Dengan penuh ketelitian, dengan waktu yang cukup lama, akhirnya ditemukanlah tembang yang saya cari.
Ternyata memang penyalinnya yang kurang teliti. Hingga tidak menuliskan bait terakhir yang berbunyi “nora malebeng nagari”.
Seharusnya, bait lengkapnya, yang 6 haris, adalah begini:
“Sang bagus sigra malebu, Prapteng ngarsa sri bupati, Manembah sumungkem pada, Sang nata ngandika aris, Dene si kaki Paguwan, Nora malebeng nagari”.
Petikan tembang ini adalah adegan ketika Raja Majapahit bertanya, mengapa Adipati Paguwan tidak datang sendiri ke Majapahit. Hanya mengirimkan utusannya saja, yakni Raden Katuhu, yang mengaku sebagai anaknya. Padahal sang raja tahu, Adipati Paguwan hanya mempunyai seorang anak perempuan. Tidak punya anak laki-laki.
Kemudian Raden Katuhu menjelaskan siapa dirinya. Bahwa dia adalah anak angkat Adipati Paguwan, yang sudah menjadi menantu.
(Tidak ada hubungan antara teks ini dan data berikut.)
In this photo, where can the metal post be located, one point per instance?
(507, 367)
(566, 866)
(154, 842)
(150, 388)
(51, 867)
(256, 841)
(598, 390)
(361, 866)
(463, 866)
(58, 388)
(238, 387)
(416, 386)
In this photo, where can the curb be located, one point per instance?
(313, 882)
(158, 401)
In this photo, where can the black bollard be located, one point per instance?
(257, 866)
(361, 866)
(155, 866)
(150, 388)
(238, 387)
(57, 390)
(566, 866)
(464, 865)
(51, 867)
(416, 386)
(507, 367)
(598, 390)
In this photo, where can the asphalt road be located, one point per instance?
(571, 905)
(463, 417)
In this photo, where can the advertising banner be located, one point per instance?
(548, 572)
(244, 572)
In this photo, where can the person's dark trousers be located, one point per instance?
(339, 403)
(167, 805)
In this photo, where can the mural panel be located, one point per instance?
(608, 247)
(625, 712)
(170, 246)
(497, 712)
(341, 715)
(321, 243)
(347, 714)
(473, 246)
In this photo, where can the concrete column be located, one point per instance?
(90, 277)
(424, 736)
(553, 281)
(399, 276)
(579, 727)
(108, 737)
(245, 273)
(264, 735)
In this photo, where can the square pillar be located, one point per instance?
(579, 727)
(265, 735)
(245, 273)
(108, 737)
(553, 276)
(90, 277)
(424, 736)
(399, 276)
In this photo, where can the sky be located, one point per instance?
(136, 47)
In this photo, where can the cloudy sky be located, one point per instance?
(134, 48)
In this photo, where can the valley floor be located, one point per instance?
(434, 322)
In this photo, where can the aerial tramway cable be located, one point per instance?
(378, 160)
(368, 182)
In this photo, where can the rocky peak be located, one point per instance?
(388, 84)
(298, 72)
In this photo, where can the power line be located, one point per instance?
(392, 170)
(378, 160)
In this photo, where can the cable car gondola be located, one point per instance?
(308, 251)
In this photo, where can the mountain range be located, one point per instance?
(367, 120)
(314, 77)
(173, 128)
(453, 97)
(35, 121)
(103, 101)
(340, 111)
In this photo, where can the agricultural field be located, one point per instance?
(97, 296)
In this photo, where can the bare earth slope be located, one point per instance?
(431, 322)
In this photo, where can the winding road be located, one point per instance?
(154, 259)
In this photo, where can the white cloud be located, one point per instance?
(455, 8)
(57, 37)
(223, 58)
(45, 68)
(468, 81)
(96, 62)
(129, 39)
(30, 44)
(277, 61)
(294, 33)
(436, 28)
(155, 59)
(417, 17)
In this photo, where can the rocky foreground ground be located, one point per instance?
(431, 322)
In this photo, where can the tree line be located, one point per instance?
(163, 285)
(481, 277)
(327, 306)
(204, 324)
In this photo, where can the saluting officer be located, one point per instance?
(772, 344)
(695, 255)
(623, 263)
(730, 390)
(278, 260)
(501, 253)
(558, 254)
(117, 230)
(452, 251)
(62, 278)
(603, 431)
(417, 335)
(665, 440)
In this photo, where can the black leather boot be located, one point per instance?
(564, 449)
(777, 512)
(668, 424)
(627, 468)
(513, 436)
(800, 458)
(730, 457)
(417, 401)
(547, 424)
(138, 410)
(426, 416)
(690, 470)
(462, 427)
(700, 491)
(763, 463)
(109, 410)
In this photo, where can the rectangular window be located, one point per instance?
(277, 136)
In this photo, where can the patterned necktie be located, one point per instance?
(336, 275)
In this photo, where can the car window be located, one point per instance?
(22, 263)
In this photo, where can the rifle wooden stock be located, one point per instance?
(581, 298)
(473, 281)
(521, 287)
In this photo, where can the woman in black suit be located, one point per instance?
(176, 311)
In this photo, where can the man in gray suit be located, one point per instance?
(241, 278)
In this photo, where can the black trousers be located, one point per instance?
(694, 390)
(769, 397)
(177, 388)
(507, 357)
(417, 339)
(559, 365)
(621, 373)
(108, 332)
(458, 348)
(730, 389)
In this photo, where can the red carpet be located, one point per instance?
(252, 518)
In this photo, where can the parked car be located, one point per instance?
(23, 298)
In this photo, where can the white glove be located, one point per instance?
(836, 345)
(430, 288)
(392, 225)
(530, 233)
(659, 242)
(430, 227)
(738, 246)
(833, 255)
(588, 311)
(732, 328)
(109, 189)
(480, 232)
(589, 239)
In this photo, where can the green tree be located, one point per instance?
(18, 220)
Raja Majapahit bertanya lagi tentang jati diri Raden Katuhu. Jawaban yang membuat sang raja kaget dibuatnya. Karena Raden Katuhu mengaku sebagai anak Raden Baribin. Padahal, Raden Baribin tidak lain adalah adik kandung sang raja sendiri.
Maka, setelah saya menemukan bait yang hilang itu, saya merasa tenang. Ternyata memang penyalinnya yang teledor. Penyalin dari buku “Babad Banyumas” terbitan Pemda Kabupaten Banyumas, yang kopiannya saya miliki.